Andi, 25, El Paso, student

As a trans woman, when Trump was elected, I was terrified. Now it’s just as infuriating that in the middle of a pandemic, when the state won’t even mandate masks or protective measures against a deadly virus, they can pass laws that control a woman’s body.

K.L., 41, Austin, pharmaceutical salesperson

It’s terrifying! Specifically for those who are rape and incest survivors. I have three daughters, and now I’m wondering if I should put them on birth control when they begin to menstruate as a precaution in case—God forbid—one of them is raped.

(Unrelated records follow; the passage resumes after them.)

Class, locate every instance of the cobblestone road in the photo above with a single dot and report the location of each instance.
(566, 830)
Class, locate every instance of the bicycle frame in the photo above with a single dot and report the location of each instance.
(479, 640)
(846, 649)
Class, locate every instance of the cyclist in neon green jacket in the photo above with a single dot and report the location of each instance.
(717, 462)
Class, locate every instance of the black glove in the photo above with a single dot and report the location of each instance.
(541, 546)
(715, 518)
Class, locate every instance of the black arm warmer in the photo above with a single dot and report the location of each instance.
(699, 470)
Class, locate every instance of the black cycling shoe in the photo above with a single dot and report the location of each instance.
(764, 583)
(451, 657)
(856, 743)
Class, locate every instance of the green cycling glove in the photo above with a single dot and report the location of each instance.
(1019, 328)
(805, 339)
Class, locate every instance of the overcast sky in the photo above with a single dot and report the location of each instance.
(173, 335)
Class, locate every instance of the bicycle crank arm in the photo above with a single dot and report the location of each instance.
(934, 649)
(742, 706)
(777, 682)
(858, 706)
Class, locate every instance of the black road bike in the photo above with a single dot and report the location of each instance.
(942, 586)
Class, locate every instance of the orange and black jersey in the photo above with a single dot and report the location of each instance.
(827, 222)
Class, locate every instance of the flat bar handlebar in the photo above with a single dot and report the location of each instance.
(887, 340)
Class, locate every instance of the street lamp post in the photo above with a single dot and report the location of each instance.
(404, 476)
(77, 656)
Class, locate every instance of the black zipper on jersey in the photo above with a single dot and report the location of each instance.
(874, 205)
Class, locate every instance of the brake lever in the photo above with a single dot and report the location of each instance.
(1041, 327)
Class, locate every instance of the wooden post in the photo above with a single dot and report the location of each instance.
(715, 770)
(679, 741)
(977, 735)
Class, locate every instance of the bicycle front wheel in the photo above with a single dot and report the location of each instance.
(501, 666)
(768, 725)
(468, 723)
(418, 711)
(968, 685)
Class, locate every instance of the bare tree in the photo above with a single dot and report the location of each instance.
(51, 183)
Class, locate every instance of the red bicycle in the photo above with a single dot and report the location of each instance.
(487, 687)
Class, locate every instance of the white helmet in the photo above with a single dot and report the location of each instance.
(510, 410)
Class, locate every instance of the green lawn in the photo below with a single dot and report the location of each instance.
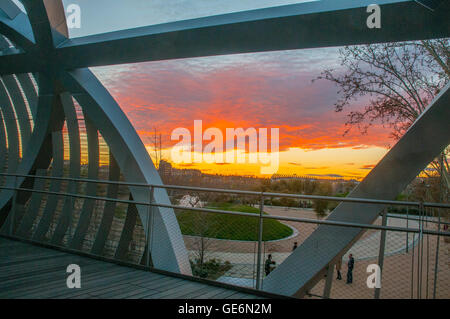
(230, 227)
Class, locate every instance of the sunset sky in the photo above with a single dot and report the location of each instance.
(263, 90)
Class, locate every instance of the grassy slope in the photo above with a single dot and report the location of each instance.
(231, 227)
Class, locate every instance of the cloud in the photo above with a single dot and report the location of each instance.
(326, 175)
(296, 164)
(264, 90)
(367, 167)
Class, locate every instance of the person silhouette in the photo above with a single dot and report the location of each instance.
(350, 265)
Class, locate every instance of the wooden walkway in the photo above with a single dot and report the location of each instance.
(29, 271)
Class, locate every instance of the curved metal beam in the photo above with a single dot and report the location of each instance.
(297, 26)
(135, 163)
(91, 188)
(74, 168)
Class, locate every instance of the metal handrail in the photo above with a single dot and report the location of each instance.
(236, 213)
(240, 192)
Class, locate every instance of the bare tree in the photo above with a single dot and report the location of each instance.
(400, 79)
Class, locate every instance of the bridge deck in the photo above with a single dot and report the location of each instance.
(29, 271)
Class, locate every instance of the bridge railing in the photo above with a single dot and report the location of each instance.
(229, 235)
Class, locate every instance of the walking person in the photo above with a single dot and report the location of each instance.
(338, 269)
(268, 265)
(350, 265)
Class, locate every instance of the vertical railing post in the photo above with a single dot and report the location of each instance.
(13, 207)
(149, 225)
(436, 262)
(407, 226)
(420, 252)
(328, 282)
(260, 233)
(381, 252)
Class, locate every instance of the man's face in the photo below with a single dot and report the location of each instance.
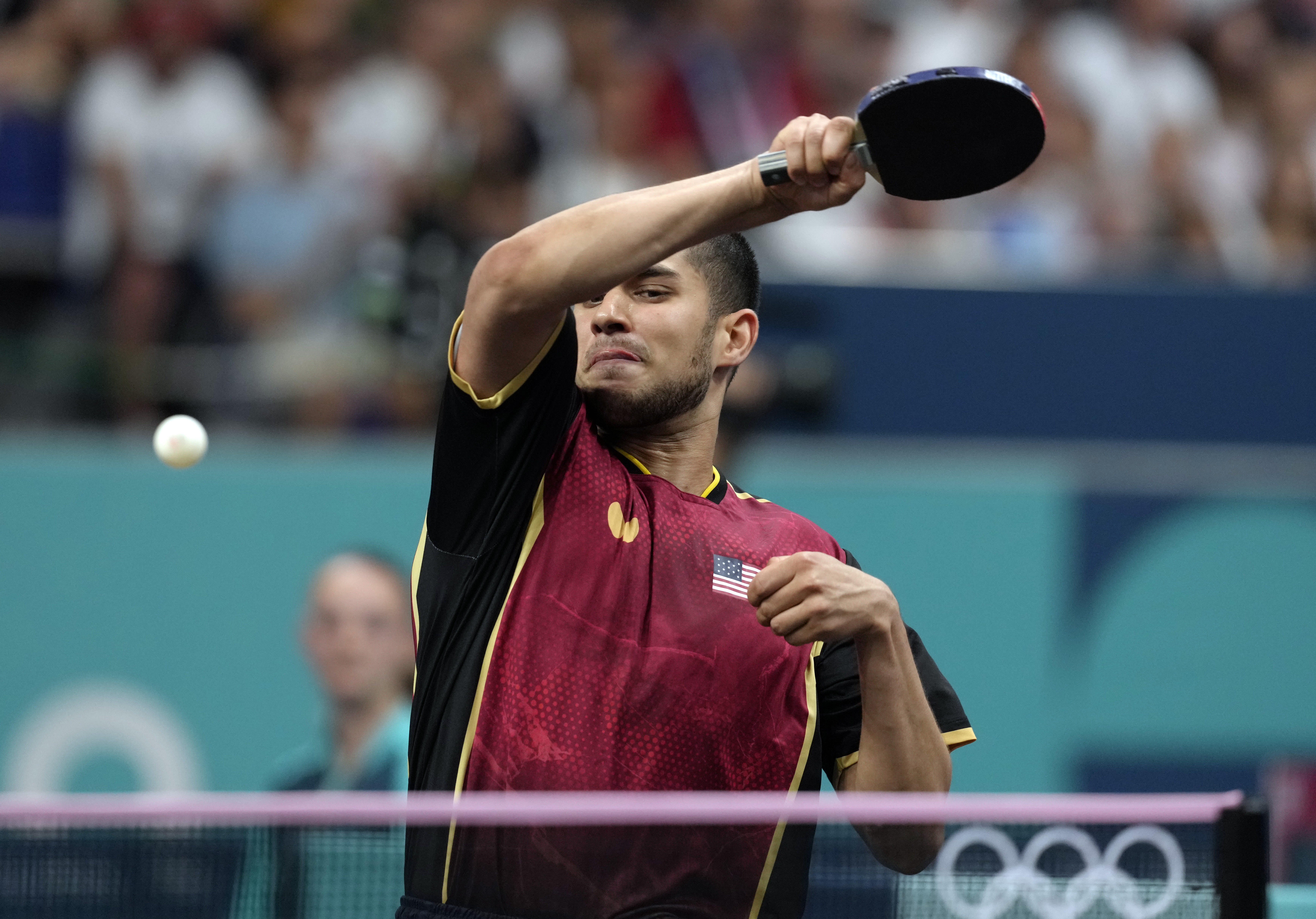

Brittany, 33, Dallas, business development consultant

We are already dealing with a mental health crisis in America. To add this layer of distress to women of childbearing years is taking away a decision that should be ours and ours alone. It is basically saying, “Okay, women of the USA, we trust you to lead communities, we believe in your decisions. But wait, you’re not cognizant enough to know if you are ready, willing, or able to bear a child.” I see this doing detrimental damage to women that have no decision now.

Tatum, 22, Austin, retail associate

If I was a young girl and abortions were banned, I would take that as a sign that our bodies and our autonomy does not matter: I do not get to decide what I do with my life, if I want to have a baby or not. If I am a fit mother or not. A man and a stranger decide what I do with my body. That is a very painful thing for a young girl to believe.

Savannah, 36, El Paso, office manager

I feel like I’m having my voice taken away from me. My freedom to choose what to do with my own body is being taken away from me. It makes me scared that the government will make more laws on what I can and cannot do with my body.

Erin Coulehan is a writer and reporter based in El Paso, Texas. 

*Some names have been changed to protect the privacy of those interviewed, and some quotes have been edited and condensed for clarity.